懲役刑とは|禁固刑との違いや懲役刑が科される犯罪
裁判で有罪となり、懲役または禁錮の実刑判決が確定すると、呼び名が被告人から受刑者に変わります。
受刑者は刑期の長さや犯罪の性質、共犯者の有無などにより、どこの刑務所に収容されるかが決められます。元々生活していた場所から遠く離れた刑務所に収容されることもあります。
この記事では、懲役刑とはどのような刑罰なのか、懲役刑を言い渡された場合の刑務所での生活などを禁錮刑と比較しながら解説します。
目次
懲役刑とは
刑罰には以下の種類があります。
- 死刑
- 懲役
- 禁錮
- 罰金
- 拘留
- 科料
- 没収(付加刑)
懲役、禁錮および拘留は、身体を拘束して自由を奪う自由刑で、受刑者を刑事施設に収容する刑です。
懲役刑の目的や種類等について解説します。
懲役刑の目的
懲役刑は受刑者を刑事施設に収容し、強制的に労働につかせる自由刑です。禁錮刑および拘留は同じ自由刑ですが、強制的な労働はありません。
懲役刑の目的は、主に4つあります。
- 犯罪者を社会から隔離する
- 犯罪の抑止効果を期待
- 犯罪者の矯正
- 犯罪者の職業訓練
それぞれ解説します。
犯罪者を社会から隔離する
犯罪者をそのまま野放しにしておくと、再度犯罪を行う可能性があり、犯罪の被害者が増える可能性が高くなります。

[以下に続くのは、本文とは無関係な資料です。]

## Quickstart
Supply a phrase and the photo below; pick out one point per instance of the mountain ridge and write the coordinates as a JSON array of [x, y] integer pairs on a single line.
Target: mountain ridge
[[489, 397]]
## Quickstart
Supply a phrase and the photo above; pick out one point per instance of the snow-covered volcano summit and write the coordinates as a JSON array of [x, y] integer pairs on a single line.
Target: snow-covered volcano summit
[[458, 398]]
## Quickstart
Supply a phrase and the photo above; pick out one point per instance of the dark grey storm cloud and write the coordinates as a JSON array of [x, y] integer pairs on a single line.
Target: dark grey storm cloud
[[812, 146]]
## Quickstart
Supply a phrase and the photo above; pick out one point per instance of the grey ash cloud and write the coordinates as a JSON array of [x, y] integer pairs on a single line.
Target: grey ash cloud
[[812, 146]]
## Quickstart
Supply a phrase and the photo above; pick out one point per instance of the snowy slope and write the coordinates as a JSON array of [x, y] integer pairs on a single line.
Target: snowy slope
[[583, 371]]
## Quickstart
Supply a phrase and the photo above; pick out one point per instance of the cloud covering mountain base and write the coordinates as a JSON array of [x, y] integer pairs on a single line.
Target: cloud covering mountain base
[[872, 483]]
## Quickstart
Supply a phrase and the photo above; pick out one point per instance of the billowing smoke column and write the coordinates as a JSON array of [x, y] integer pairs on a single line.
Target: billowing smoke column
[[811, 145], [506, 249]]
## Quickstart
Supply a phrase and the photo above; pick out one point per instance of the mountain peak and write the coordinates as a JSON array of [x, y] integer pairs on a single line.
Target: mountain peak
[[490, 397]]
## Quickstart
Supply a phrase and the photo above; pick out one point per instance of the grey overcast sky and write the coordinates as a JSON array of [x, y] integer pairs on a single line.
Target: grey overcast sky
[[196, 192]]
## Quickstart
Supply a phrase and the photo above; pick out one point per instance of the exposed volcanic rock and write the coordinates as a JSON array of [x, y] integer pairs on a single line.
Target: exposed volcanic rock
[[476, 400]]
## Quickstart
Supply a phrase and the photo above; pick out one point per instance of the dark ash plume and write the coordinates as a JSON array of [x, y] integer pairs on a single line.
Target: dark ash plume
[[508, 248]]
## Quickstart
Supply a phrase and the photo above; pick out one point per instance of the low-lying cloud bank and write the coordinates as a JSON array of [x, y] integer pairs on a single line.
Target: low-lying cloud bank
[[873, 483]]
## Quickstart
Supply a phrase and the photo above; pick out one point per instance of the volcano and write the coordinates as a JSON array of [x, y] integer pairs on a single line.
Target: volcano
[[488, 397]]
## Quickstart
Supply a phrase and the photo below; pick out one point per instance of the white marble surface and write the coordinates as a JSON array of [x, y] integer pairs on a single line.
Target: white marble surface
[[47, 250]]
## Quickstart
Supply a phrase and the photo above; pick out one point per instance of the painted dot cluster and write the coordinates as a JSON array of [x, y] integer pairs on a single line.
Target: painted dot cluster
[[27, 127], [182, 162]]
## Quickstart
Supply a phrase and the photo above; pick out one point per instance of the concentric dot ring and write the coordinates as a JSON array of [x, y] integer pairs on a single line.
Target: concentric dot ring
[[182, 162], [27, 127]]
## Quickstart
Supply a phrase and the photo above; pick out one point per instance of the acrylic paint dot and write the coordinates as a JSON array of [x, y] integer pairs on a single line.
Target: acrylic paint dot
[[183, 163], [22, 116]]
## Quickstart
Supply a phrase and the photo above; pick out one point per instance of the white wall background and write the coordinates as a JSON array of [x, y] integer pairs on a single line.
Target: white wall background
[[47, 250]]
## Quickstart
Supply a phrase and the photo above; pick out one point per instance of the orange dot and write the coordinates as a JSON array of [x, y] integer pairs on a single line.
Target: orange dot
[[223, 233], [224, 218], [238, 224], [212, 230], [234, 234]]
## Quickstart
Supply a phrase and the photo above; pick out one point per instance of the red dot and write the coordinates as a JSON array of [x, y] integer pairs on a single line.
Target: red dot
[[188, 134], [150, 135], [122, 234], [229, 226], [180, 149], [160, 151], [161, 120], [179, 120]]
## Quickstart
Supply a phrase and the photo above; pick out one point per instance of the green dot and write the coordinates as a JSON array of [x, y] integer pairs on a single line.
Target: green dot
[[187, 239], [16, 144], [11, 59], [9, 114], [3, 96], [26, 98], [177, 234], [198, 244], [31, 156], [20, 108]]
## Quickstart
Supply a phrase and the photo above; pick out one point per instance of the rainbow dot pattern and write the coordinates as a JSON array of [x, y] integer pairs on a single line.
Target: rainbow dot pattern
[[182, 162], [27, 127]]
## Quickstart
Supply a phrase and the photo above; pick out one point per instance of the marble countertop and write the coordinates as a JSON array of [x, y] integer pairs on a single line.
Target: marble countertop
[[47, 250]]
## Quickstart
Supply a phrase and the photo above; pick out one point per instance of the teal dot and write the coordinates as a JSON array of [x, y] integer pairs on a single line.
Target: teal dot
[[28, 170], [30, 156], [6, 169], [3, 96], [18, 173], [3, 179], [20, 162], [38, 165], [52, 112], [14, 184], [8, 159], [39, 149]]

これ以上被害者を増やさないため、犯罪者を社会から隔離して刑事施設に収容することによって、社会の安全を守る目的があります。
犯罪の抑止効果を期待
犯罪を行うと、刑事施設に収容されて数年間身体の自由が奪われる状態が続く可能性があります。長期にわたり身体の自由が奪われるならば、犯罪はやめておこう、と考えるにちがいないという効果を期待して懲役刑が規定されています。
犯罪者の矯正
犯罪を行う人は、生活が乱れている場合も多く、環境が悪い人もいます。刑事施設では毎日規則正しく生活し、1日に必要なカロリーが計算された健康的な食生活を送ります。酒・たばこの嗜好品も許可されません。また、強制的に労働をさせられるため、毎日労働する習慣が身に付きます。
犯罪者の職業訓練
犯罪者の中には、社会に戻っても仕事に就けず、罪を犯して生きていくしかない人もいます。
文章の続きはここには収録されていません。